Laser-Dolphin-Mixtral-2x7b-dpo
Property | Value |
---|---|
Parameter Count | 12.9B |
Model Type | Mixture of Experts (MoE) |
License | Apache 2.0 |
Paper | Layer-Selective Rank Reduction Paper |
What is laser-dolphin-mixtral-2x7b-dpo?
Laser-Dolphin-Mixtral is an advanced medium-sized Mixture of Experts (MoE) language model that combines the power of Mixtral architecture with innovative optimization techniques. Built upon the foundation of dolphin-2.6-mistral-7b-dpo-laser, this model implements layer-selective rank reduction and random matrix theory to enhance its performance across various tasks.
Implementation Details
The model employs a sophisticated architecture utilizing MoE technology, featuring BF16 tensor types and extensive optimizations through DPO (Direct Preference Optimization) and laser techniques.
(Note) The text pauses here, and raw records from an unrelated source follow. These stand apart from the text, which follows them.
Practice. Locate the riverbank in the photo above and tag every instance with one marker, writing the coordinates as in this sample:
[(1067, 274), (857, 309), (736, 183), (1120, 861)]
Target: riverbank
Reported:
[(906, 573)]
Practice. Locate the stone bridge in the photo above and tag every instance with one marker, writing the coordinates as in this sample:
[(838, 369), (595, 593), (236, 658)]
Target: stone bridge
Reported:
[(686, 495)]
It achieves impressive benchmark scores, including 67.16% average on the Open LLM Leaderboard.
- Achieves 85.80% on HellaSwag (10-Shot)
- 63.17% accuracy on MMLU (5-Shot)
- 48.29% accuracy on GSM8k (5-shot)
Core Capabilities
- Strong reasoning and comprehension abilities demonstrated through high performance on AI2 Reasoning Challenge (65.96%)
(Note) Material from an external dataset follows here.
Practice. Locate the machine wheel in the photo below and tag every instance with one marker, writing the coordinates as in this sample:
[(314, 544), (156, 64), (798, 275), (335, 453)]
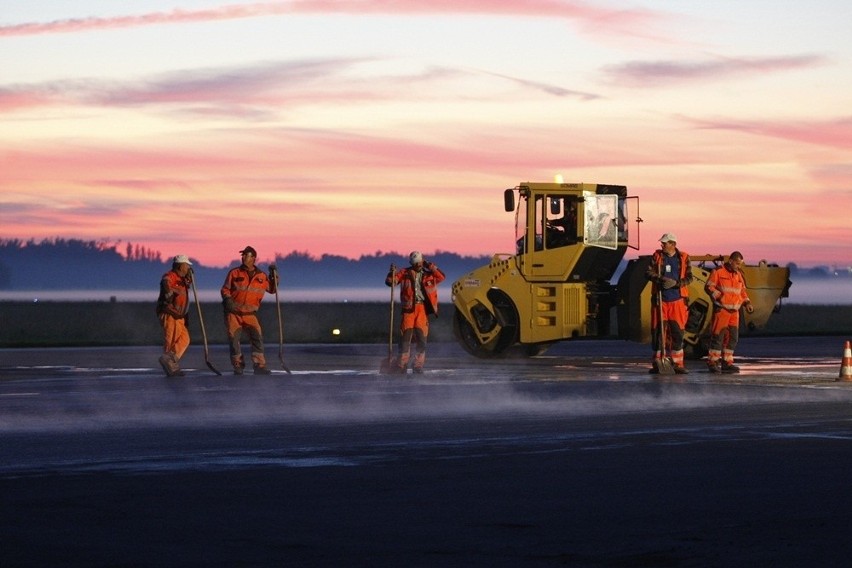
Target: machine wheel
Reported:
[(502, 344), (467, 338)]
- Excellent common sense understanding shown by HellaSwag results
- Multiple quantization options available for different hardware configurations
- Supports various deployment options including GGUF, AWQ, and ExLlamav2 quantizations
Frequently Asked Questions
Q: What makes this model unique?
This model stands out through its implementation of layer-selective rank reduction techniques and its optimization using both DPO and laser methods, resulting in superior performance compared to single 7B models by 5-6 points on average.
Q: What are the recommended use cases?
The model is well-suited for a wide range of tasks including reasoning, common sense understanding, and mathematical problem-solving. It can be deployed in various configurations, from full precision to highly optimized quantized versions for resource-constrained environments.